The U.S. Department of Agriculture (USDA) sets itself up as the arbiter of farm commodity prices, whether intentionally or not.
It's wild guesstimates of the size of a corn crop or the cattle on feed regularly drive futures prices on the Chicago Board of Trade and the Chicago Mercantile Exchange up and down like a yo-yo. Traders, who only make money by generating commissions on the buying and selling of futures contracts, attach themselves to the USDA data like it was the holy grail and milk it for all the volatility it can. Commissions don't come on a calm, stable, steady market--it takes volatility, whether genuine or not, to earn futures traders a living.
Today USDA released the first crop size estimates of this season that featured actual in-the-field counts of crops and their condition.
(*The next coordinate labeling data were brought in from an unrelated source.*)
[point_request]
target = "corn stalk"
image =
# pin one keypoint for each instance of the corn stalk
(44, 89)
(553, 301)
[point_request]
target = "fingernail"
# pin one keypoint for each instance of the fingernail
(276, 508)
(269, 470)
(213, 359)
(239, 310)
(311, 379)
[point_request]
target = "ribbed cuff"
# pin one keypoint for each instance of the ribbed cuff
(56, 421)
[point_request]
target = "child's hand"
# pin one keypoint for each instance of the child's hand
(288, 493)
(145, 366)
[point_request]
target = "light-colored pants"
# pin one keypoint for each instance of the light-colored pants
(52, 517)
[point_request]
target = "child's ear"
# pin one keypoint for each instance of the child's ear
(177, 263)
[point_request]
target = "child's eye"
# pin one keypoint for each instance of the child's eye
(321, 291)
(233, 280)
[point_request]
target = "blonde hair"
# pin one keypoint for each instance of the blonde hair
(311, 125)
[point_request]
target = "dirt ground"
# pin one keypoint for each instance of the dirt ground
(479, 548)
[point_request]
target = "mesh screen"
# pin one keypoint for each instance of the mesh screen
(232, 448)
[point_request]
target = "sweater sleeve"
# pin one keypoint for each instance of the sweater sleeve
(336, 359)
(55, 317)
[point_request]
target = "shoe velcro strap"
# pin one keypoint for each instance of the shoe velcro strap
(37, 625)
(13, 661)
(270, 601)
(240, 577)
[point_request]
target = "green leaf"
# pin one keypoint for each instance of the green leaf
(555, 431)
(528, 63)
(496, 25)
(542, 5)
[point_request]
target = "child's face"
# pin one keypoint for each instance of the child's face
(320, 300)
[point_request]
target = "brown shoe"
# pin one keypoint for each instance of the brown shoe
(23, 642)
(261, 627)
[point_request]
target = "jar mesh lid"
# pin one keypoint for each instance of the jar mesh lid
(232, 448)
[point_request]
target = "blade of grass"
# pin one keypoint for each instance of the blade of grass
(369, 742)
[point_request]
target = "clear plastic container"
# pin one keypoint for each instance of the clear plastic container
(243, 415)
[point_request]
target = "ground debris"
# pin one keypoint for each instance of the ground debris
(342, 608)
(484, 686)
Prior estimates were strictly done statiscally, from computers in headquarters in Washington D.C. It makes sense that actualac count-based data, as opposed to computer simulations, would come closer to the truth.
This latest report shows that spring flooding in the corn belt has not appreciably affected the corn crop, and that quantities likely to be harvested will be sufficient to meet both livestock feed, and ethanol, needs. Corn futures have recently dropped like a rock, as this reality sunk in, before rallying modestly today when the actual data came out.
The rapid inflation in food prices has been fed largely by fears of a high-priced, stunted corn crop, as corn sweeteners and thickeners are in most packaged foods and soft drinks. Corn is still higher than any year in recent memory, but has backed off from the $7 a bushel level, at least.
High corn prices have made it tough for livestock and poultry producers to make a living feeding it to their animals, and send feeders scrambling for alternate rations. Things aren't so rosy for ethanol producers, either, as high corn prices have made the profitability of ethanol questionable too--even with over 50 cents a gallon in federal subsidies.
Once again, we're seeing the results of government interference in free market economics with the flawed data it generates and subsidies favoring one commodity over another. That's why ag markets are screwed up.